Personal information
- Full name: Benjamin Westman
- Date of birth: 20 July 1976 (age 48)
- Place of birth: United States
- Position(s): Forward

Youth career
- Varbergs GIF
- 1992: GAIS

Senior career*
- Years: Team / Apps / (Gls)
- 1993–1994: GAIS / 3 / (0)
- 2005–2008: Utsiktens BK / 75 / (59)

Managerial career
- 2008–2015: GAIS (youth)
- 2012: GAIS (caretaker)
- 2015–2017: GAIS

= Benjamin Westman =

American-Swedish football manager (born 1976)

Benjamin "Banjo" Westman (born 20 July 1976) is an American-Swedish football manager.

==Playing career==
Westman joined GAIS as a youth player in 1992 and was moved up to the first team the following year. In 1994, he moved to the United States where he had the ambition to join the newly started Major League Soccer.

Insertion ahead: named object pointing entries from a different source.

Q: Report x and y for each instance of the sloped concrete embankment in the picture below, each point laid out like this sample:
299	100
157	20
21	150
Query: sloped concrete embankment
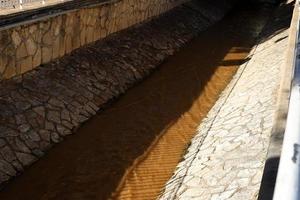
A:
40	108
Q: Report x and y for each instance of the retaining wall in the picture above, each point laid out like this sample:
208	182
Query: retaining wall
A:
24	47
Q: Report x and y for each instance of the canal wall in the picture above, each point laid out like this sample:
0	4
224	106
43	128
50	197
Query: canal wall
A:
27	45
49	102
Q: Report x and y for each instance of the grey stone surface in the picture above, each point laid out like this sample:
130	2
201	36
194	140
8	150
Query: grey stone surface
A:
226	157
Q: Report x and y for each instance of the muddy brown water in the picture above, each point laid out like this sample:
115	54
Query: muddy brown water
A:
132	147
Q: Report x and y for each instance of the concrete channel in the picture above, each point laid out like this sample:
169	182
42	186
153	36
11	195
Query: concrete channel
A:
131	147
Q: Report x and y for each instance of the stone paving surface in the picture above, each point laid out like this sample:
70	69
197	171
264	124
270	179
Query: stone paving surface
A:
41	107
226	158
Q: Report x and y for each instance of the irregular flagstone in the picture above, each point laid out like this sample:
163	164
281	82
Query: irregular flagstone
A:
41	107
226	157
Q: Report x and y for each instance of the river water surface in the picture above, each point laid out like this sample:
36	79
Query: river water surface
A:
131	148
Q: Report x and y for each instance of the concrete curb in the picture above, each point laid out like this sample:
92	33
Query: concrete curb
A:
277	134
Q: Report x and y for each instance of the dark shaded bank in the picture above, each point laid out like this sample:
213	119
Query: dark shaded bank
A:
45	105
91	163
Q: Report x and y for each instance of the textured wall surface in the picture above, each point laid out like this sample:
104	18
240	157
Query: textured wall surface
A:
27	46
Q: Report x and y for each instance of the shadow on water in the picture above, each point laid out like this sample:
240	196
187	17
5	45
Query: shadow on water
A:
91	163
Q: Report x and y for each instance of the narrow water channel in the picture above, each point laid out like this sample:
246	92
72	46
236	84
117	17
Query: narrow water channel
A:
132	147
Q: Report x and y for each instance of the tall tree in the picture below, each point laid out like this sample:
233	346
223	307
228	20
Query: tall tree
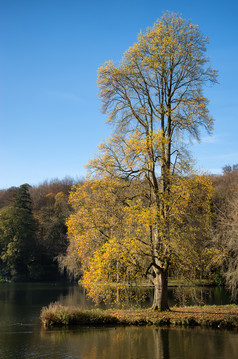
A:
111	232
154	98
18	236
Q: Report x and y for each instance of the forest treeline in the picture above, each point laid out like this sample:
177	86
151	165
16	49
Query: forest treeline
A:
33	232
34	244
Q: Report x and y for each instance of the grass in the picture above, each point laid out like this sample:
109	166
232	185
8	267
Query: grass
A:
205	316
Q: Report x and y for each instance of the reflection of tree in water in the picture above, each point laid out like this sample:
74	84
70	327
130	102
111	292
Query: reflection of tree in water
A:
111	343
161	343
140	343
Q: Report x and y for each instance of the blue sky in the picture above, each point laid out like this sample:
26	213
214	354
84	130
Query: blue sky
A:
50	51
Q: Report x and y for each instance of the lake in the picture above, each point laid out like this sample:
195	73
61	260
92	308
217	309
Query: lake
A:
22	336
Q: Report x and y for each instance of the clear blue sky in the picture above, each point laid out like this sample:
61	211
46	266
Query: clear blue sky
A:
50	51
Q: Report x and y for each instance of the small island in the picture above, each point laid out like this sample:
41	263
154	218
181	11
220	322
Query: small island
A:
225	316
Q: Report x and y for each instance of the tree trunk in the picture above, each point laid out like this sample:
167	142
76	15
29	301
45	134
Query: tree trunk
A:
160	301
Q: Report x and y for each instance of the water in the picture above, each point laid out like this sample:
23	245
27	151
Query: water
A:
22	336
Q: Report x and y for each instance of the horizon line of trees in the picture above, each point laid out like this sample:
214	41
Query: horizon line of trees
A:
34	244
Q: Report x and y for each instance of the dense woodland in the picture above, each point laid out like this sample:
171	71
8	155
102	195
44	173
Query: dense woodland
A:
35	246
143	213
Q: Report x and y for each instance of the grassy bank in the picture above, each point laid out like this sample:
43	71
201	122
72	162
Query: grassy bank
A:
206	316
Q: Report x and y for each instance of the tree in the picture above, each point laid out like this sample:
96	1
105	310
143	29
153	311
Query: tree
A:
111	232
153	99
225	225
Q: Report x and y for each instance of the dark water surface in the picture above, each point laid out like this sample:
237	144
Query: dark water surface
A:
21	335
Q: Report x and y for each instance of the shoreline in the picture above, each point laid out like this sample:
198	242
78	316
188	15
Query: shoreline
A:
225	317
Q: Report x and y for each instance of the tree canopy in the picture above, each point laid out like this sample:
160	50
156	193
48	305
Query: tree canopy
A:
154	100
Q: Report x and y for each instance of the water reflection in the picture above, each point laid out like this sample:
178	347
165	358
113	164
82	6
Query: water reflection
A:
142	343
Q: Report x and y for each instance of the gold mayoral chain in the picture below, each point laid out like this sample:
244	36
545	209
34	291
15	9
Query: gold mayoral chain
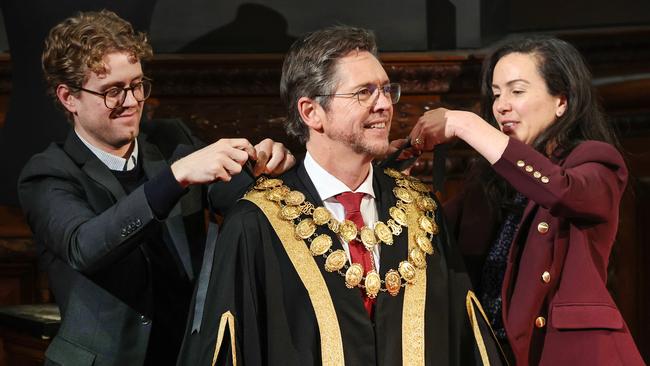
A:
306	217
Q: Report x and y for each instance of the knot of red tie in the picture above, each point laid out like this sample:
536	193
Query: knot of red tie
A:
351	202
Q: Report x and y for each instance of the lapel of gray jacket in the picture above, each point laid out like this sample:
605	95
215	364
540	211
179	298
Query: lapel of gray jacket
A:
92	166
152	163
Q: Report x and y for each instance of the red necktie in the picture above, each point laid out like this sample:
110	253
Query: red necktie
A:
351	201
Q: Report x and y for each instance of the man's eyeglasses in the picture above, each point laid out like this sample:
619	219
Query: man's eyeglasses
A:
114	97
368	95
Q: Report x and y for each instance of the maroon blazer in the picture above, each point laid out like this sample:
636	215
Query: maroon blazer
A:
556	307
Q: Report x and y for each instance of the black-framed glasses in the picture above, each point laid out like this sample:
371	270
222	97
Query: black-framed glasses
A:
368	95
115	96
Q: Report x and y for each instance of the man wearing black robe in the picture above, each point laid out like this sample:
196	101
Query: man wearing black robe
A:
275	298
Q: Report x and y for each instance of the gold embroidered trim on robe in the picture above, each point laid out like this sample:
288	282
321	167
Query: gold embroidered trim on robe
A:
472	303
311	277
413	321
226	319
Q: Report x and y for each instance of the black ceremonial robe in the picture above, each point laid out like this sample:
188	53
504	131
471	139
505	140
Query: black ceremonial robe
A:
255	292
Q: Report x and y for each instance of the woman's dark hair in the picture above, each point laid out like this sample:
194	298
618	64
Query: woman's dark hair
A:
565	74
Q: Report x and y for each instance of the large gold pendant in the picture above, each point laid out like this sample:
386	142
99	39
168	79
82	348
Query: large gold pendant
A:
264	184
305	228
321	216
277	194
348	230
334	226
403	194
425	224
394	227
398	215
335	261
393	173
407	271
393	282
290	212
384	233
425	203
294	198
320	245
417	258
353	275
424	243
368	238
419	186
373	284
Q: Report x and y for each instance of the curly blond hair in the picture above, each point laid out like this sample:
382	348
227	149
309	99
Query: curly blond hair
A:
79	44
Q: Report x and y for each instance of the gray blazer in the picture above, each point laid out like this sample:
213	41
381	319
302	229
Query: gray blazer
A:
90	237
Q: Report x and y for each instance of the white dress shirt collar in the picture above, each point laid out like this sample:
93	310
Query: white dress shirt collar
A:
113	162
328	185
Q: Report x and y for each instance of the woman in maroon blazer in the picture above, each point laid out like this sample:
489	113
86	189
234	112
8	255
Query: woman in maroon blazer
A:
539	216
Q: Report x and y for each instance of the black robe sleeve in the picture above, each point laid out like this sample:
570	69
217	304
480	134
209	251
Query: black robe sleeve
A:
233	288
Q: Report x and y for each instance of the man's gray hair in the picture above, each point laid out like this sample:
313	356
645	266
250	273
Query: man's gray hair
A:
309	69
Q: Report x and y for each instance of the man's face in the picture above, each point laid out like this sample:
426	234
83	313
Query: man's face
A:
353	127
110	130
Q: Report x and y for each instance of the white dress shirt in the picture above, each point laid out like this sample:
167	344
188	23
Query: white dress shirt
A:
328	186
113	162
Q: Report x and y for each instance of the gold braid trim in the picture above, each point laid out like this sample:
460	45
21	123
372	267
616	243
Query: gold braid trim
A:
414	302
311	277
472	303
226	319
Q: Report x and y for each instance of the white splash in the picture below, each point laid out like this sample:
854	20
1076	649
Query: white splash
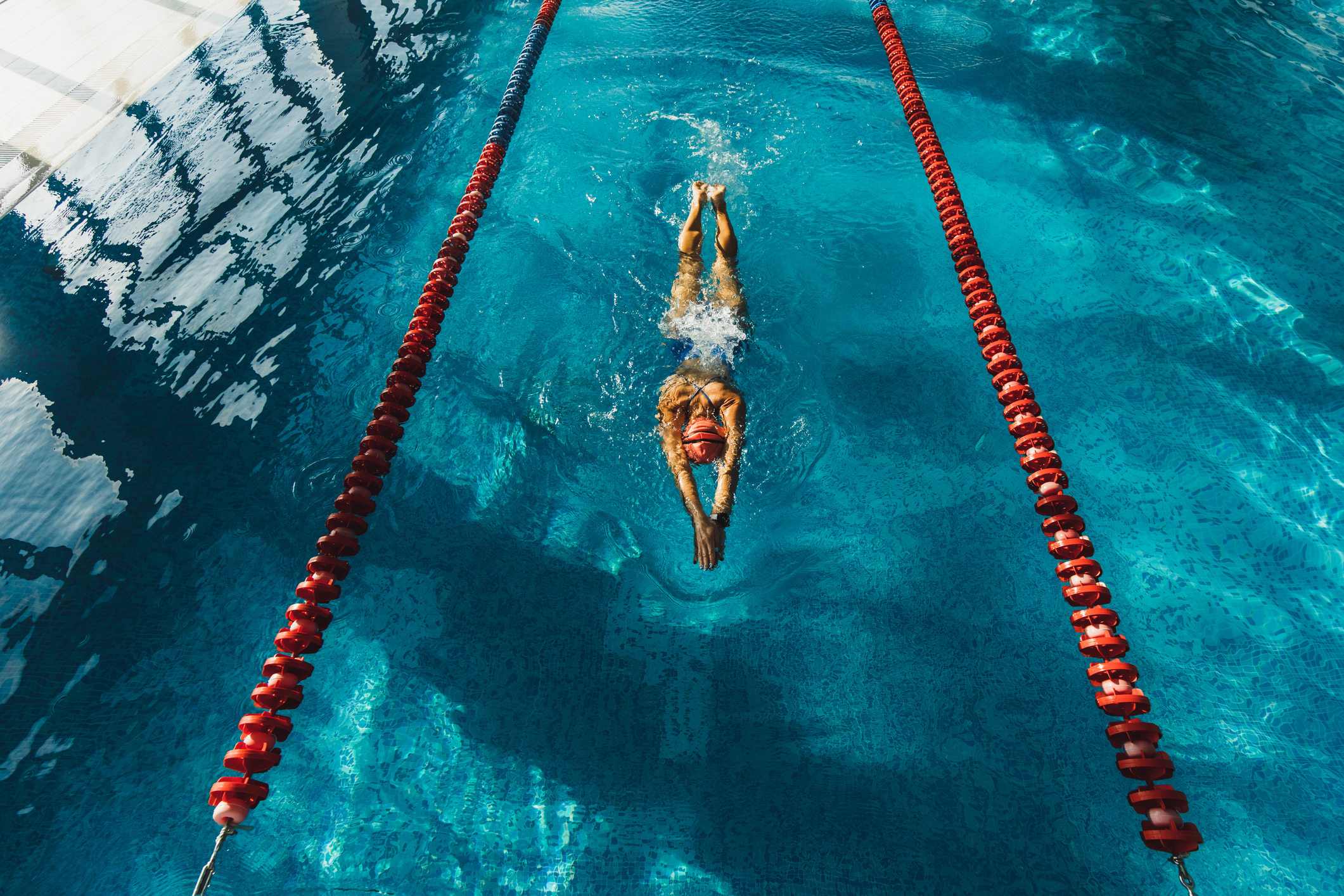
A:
710	328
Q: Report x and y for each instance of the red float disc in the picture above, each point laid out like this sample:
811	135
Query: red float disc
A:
378	444
342	520
1158	797
359	480
250	762
1086	596
1035	440
1186	840
1123	704
1042	461
249	794
1063	522
1156	767
1105	646
1072	548
371	465
292	641
1085	566
1057	502
286	665
1112	670
1007	362
277	698
314	613
347	502
1118	733
335	567
1093	617
1027	426
267	723
317	591
338	546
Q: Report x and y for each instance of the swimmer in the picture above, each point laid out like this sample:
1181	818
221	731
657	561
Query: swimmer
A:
702	414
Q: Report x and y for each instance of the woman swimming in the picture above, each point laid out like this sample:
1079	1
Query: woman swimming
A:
702	414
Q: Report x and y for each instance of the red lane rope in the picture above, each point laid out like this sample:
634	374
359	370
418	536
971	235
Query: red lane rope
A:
234	797
1140	760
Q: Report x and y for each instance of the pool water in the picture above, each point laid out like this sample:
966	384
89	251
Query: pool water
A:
530	687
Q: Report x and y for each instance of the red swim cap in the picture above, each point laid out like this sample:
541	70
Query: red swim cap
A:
703	440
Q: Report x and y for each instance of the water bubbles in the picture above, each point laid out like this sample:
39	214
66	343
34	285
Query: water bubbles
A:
712	330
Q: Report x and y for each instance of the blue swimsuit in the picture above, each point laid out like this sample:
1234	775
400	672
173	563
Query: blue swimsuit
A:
684	351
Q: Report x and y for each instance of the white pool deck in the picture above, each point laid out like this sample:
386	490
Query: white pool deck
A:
69	68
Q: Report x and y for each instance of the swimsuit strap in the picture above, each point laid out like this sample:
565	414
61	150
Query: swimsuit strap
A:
699	390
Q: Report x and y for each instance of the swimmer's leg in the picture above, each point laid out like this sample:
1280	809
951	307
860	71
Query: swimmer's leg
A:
726	254
686	288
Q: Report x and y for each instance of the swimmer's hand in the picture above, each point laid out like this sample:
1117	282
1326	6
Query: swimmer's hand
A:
708	542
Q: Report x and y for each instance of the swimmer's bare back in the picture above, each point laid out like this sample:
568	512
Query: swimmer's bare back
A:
701	387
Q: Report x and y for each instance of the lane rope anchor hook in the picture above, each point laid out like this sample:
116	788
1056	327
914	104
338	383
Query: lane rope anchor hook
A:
208	869
1186	880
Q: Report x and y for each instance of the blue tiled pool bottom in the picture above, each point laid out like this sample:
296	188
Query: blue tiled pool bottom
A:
530	687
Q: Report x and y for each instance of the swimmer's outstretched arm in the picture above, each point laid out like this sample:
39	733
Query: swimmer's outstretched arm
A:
708	536
734	413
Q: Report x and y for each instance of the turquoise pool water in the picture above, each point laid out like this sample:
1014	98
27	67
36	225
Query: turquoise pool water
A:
530	688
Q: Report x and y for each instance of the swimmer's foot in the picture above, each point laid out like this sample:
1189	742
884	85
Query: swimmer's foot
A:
714	193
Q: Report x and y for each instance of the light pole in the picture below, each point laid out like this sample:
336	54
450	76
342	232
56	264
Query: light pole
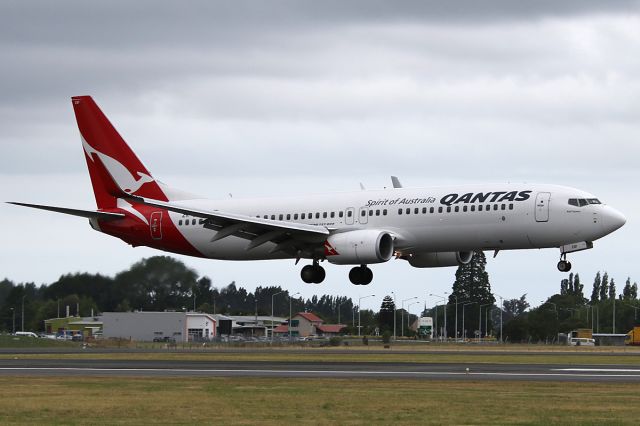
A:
501	309
456	315
444	301
464	330
409	312
289	325
272	296
402	321
480	321
23	311
394	316
360	301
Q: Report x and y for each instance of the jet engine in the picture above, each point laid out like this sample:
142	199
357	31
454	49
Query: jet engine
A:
440	259
360	247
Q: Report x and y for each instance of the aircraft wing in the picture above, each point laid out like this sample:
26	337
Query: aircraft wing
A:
89	214
288	236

Between 2005 and 2008 he played for lower league Gothenburg club Utsiktens BK.

==Managerial career==
After working for seven years as a high school teacher Westman was recruited by GAIS in 2008 as a youth team coach. He also acquired his UEFA Pro Licence while working for Swedish manager Hans Backe at the New York Red Bulls. When GAIS manager Jan Mak was fired in October 2012 Westman took over as temporary caretaker manager.

Over the years he has also worked as an assistant coach to the Swedish youth national team for players born in 1996, who among other things, finished in third place at the 2013 FIFA U-17 World Cup.

At the end of the 2015 Superettan season Westman took over as the GAIS caretaker again and helped the club avoid relegation. This time he was hired permanently as their new head coach at the end of the year. He got fired on 4 June 2017.